Alice flushed. “No,” she said.
Mrs. Harrogate gestured to a sofa, then seated herself; Alice, after a moment, sat too. The man Coulton stepped forward and poured out the tea and then dissolved back into the shadows, and as he did so Mrs. Harrogate explained what she wanted Alice to do. It was all quite straightforward, she said, if perhaps a little unusual. The Cairndale Institute was a charitable organization interested in the welfare of certain children, children who suffered from a rare disorder, who would not be able to get treatment elsewhere. Alice’s job would be to help track these children down; she would be provided with names and places. Once they had been found, Mr. Coulton would then bring them back to Mrs. Harrogate, here in the City. And she would see that they were taken safely up to the institute. Alice would answer directly to Mr. Coulton; he would see that she was paid in full, as well as expenses covered, etc. Alice’s contract would last through the year, to be renewed should her services still be required. It was all perfectly legal, of course, but discretion was required. Mrs. Harrogate trusted the terms would prove satisfactory.

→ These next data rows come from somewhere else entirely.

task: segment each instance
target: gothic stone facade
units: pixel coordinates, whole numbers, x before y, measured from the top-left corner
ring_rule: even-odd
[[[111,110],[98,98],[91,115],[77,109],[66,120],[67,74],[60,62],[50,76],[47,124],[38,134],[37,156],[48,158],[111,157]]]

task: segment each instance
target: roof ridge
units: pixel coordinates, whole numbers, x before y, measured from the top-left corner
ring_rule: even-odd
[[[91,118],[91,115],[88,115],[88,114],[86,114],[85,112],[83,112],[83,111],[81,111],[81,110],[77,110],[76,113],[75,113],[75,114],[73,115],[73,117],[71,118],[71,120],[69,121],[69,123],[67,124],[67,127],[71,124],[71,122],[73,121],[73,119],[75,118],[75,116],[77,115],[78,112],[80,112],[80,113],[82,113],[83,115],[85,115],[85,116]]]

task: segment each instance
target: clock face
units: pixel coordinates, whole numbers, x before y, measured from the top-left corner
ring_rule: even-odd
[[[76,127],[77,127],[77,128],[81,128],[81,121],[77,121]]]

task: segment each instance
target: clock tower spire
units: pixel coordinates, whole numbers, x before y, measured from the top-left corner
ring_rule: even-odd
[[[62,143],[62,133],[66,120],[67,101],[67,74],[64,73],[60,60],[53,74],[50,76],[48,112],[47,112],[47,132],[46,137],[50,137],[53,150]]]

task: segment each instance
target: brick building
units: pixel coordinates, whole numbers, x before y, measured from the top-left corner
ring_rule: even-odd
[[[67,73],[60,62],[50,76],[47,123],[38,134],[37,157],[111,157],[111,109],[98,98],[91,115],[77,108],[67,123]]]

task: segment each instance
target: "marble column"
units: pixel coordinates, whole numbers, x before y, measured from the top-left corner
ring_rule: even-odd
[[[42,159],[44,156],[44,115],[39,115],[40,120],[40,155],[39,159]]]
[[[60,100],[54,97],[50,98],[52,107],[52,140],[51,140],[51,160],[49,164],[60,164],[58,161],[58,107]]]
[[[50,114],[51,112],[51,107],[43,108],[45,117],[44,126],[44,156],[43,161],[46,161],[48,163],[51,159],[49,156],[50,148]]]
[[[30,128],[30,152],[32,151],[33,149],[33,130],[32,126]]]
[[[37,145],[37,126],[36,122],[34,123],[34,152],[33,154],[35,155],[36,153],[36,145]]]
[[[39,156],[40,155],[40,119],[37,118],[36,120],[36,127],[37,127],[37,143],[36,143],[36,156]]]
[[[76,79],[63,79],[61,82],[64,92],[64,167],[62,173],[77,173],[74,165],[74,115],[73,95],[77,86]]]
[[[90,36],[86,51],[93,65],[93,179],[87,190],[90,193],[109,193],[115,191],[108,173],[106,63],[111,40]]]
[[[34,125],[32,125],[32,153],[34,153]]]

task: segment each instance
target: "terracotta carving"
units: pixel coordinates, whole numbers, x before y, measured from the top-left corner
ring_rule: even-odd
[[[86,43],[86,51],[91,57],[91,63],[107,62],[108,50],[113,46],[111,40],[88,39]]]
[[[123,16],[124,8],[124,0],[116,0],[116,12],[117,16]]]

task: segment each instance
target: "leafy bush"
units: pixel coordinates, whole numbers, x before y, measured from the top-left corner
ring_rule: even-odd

Alice stared at the dark tea in her teacup but did not drink. She was thinking about the children.
“Ah,” murmured Mrs. Harrogate. “You are wondering, what if they don’t wish to come?”
Alice nodded.
“We are not in the business of kidnapping, Miss Quicke. If the children do not wish to come, then they do not come. Though I do not foresee that happening. Mr. Coulton can be most … persuasive.”
Alice looked up. “What is that supposed to mean?”
“Well. You are here, are you not?”
Alice felt the color rise to her cheeks. “It’s hardly the same.”
Mrs. Harrogate smiled and sipped her tea. “The children will suffer if they do not get treatment, Miss Quicke,” she said after a moment. “That fact tends to convince a person rather swiftly.”
“And their parents? Do they come also?”
Mrs. Harrogate hesitated, the teacup half-lifted to her lips. “These children,” she said, “are all unfortunates.” She leaned forward, as if sharing a secret. “They are without parents, dear. They are quite alone in the world.”
“All of them?”
“All of them.” Mrs. Harrogate frowned. “It seems to be one of the conditions.”
“Of your institute?”
“Of the affliction.”
“It is contagious, then?”
Mrs. Harrogate smiled thinly. “It is not a plague, Miss Quicke. You will not catch it; you will not grow ill. You needn’t worry about that.”